The life of a collector isn’t always glamorous. There’s a lot of studying. A lot of waiting. A lot of chasing false leads. Even some disappointment. But then there are those moments that make it all worth it, either because you’ve acquired a piece that brings you tons of joy or sold a piece that brings you tons of money. This article focuses on the latter. Take a look at some of the most expensive pieces of memorabilia that have ever sold at auction.
Babe Ruth’s Jersey - $5.64 Million
Babe Ruth is considered by most to be the greatest baseball player of all time, so it’s only fitting that he continues to break records a century after he played. Last year, the Babe’s game-worn jersey from 1928-1930 sold for $5.64 million at auction, breaking the previous record for sports memorabilia set by Ruth’s 1920 jersey which sold for $4.4 million in 2012. There’s no fancy algorithm needed to explain why Ruth’s gear goes for so much – he’s simply the most mythical athlete in American history.

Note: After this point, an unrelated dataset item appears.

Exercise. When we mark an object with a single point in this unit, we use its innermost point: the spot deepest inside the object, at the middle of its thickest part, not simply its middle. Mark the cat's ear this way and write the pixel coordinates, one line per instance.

James Bond’s Aston Martin DB5 from Goldfinger - $6.4 Million
The name’s Bucks. Big Bucks. Few film characters are more iconic than James Bond, and when Sean Connery rolled up in his sleek and stylish Aston Martin in 1964’s Goldfinger , people were floored. At the time, a DB5 only cost about $13,000, but a few decades of inflation and a major movie franchise later, the revered screen-used ride sold for a whopping $6.4 million at auction in 2010. That price tag has us shaken and stirred.
Marilyn Monroe’s White Dress from The Seven Year Itch - $4.6 Million
A legendary sex symbol. A New York City subway grate. A flowy white dress. Put them together and you’ve got one of the most iconic moments in film history. How iconic? In 2011, someone paid $4.6 million at auction for Marilyn’s sultry outfit from The Seven Year Itch when famed actress Debbie Reynolds sold it from her personal collection
James Naismith’s 1891 Rules of Basketball - $4.3 Million
Before Curry could drain threes from far beyond the arc or Jordan could dunk from the foul line, someone had to invent the game of basketball. That man was James Naismith, and incredibly, the original document in which he penned the first 13 rules of hoops in 1891 still exists. The importance and rarity of this amazing relic are the reason it sold for a whopping $4.3 million at auction in 2010. Talk about a slam dunk!